Selasa, 08 Mei 2012

Seharusnya Kita Bicara Satu Bahasa


Pukul 02.30 dini hari. Sekilas saya lihat jam penunjuk waktu sholat tak jauh dari tempat saya duduk. Saya tutup Al-Qur'an setelah menandai sampai juz berapa yang telah saya baca. Menggerakkan punggung ke kiri-kanan dan luruskan kaki untuk menghilangkan pegal. Dini hari ini saya baru selesai mengerjakan umroh dengan mengambil miqat di Dzul Hulaifah yang juga sering disebut Abyar 'Ali atau Bir Ali, dalam perjalanan dari Madinah ke Mekah.

Sudah menjadi kebiasaan saya dan Lambang, selesai umroh pertama kami tidak kembali ke hotel. Sebab biasanya umroh dimulai selepas sholat Isya’ dan barus selesai lewat tengah malam. Dini hari Masjidil Haram tidak terlalu padat, kita bisa sholat Tahajud sepuasnya di depan Multazam, tempat dimana doa diijabah. Membaca Al-Qur'an sembari menanti kumandang adzan subuh. Sungguh sangat nikmat.

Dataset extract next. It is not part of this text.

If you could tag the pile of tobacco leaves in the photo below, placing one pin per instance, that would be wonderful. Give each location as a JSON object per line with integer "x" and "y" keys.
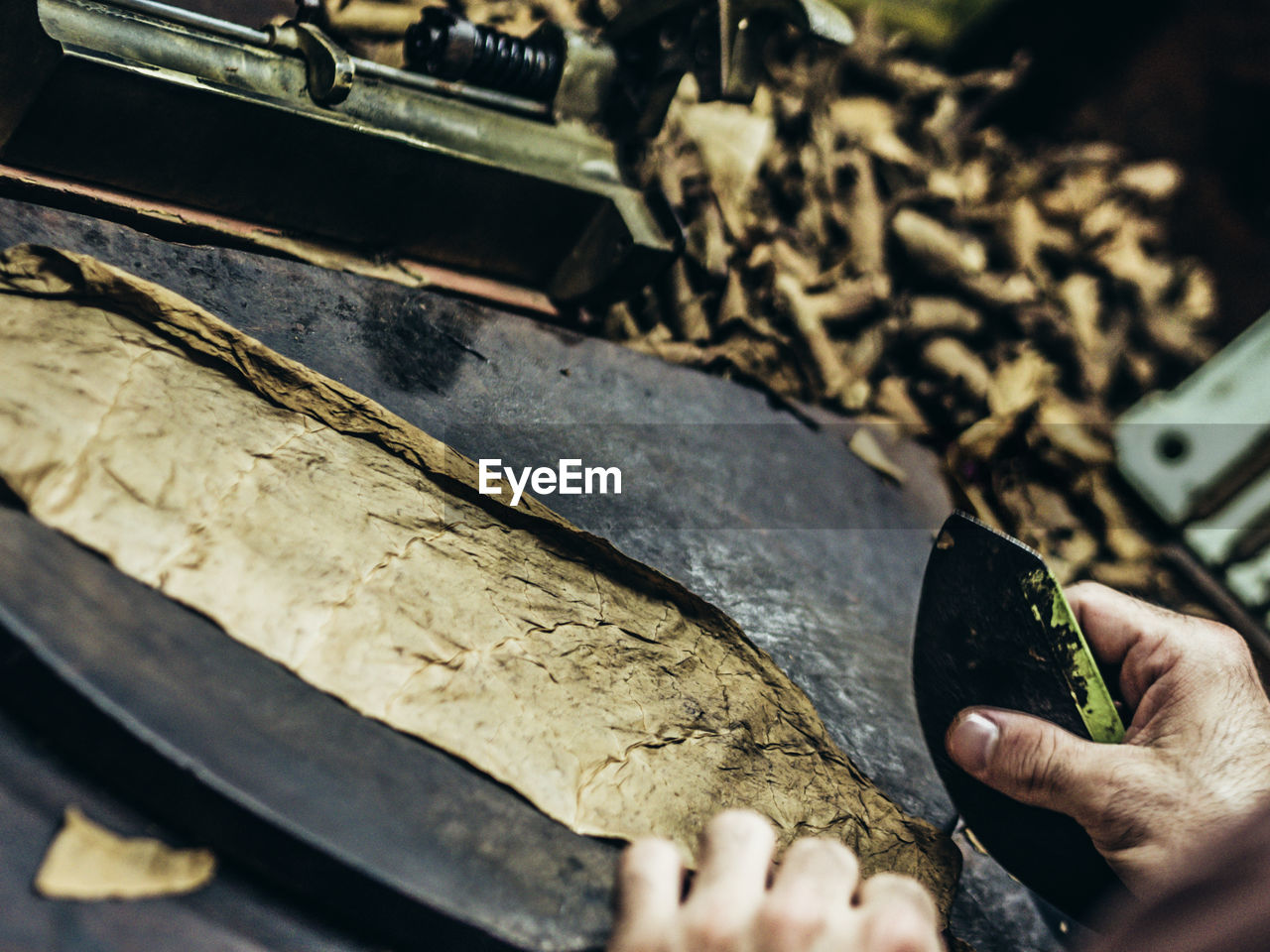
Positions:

Serombongan remaja perempuan berkerumun di dekat tempat saya duduk. Sepertinya mereka pelajar menilik pakaiannya yang seragam. Kerudung putih menjuntai sampai lantai masjid. Seorang wanita sepuh memimpin membaca doa, mungkin itu gurunya, batin saya. Tiba-tiba kerumunan itu heboh. Salah seorang dari mereka menangis. Dari hidungnya terus mengucur darah. Ah, mimisan, rupanya. Teman-temannya sibuk mengeluarkan tisu dan menenangkannya. Tapi darah semakin banyak dan anak gadis itu tambah sesenggukan.

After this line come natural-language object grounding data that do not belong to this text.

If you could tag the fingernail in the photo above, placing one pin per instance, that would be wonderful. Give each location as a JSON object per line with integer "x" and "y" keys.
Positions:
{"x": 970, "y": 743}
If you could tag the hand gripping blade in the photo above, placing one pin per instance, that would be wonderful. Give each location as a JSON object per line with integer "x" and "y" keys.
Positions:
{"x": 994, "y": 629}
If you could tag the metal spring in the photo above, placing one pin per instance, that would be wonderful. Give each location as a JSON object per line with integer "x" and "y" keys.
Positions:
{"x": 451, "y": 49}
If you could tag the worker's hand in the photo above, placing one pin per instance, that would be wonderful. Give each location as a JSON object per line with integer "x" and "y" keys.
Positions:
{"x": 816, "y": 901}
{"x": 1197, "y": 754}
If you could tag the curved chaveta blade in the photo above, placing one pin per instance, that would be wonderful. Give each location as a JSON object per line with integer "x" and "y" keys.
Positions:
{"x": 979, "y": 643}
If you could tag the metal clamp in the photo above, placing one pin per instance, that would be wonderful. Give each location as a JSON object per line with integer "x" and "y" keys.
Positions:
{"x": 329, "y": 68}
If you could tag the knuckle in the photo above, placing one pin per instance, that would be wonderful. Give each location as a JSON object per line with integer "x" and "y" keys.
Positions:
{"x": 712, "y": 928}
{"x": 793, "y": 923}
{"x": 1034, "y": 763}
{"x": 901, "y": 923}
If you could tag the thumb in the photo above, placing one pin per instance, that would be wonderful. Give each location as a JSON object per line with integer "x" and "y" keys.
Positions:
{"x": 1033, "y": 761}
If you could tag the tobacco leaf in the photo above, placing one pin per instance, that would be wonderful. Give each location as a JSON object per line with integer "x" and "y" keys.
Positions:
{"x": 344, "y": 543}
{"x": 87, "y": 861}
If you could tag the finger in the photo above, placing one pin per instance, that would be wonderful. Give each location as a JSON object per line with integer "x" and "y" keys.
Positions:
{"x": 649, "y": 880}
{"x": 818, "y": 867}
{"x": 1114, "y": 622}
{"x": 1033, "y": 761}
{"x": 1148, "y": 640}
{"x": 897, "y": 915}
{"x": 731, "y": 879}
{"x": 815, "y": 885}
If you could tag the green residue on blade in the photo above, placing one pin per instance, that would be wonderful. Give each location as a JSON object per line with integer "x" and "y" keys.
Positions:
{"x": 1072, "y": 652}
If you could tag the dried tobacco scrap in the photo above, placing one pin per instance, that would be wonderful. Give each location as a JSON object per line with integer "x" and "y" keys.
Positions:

Saya coba baca tanda pengenal mereka yang ditulis dalam huruf Arab: Syuriah. Alhamdulillah, sekalipun negerinya sedang bergolak, anak-anak sekolah ini tetap bisa melaksanakan ibadah umroh. Mungkin anak itu kecapekan. Mungkin udaranya dingin sehingga ia mimisan. Seorang wanita dewasa akhirnya membawa anak itu meninggalkan teman-temannya yang bersiap hendak melaksanakan tawaf.

------------

Satu, dua, tiga, ...,  akhirnya kanan kiri saya sesak oleh jama'ah. Waktu subuh semakin dekat. Langit di atas Ka’bah masih gelap. Saya tidak terlalu memperhatikan karena masih membaca Al-Qur'an saat seorang wanita berteriak ribut. Teriakannya memancing orang untuk menengok. Ia menyuruh wanita yang duduk di sebelahnya berdiri. Terlihat ada bercak darah menempel di gamisnya. Wanita yang disuruh berdiri itu sepertinya tidak merasa dirinya sedang haid. Keduanya ribut dalam bahasa Parsi. Mungkin keduanya dari Irak atau Iran.

Orang-orang yang melihat sibuk berkomentar dalam bahasanya sendiri-sendiri. Wanita yang gamisnya terkena bercak darah itu akhirnya meninggalkan tempat itu, sepertinya ia mau memastikan apakah sedang haid atau tidak. Awalnya saya tidak ingin nimbrung, tapi karena makin ribut, saya coba katakan kalau itu darah mimisan, bukan darah haid.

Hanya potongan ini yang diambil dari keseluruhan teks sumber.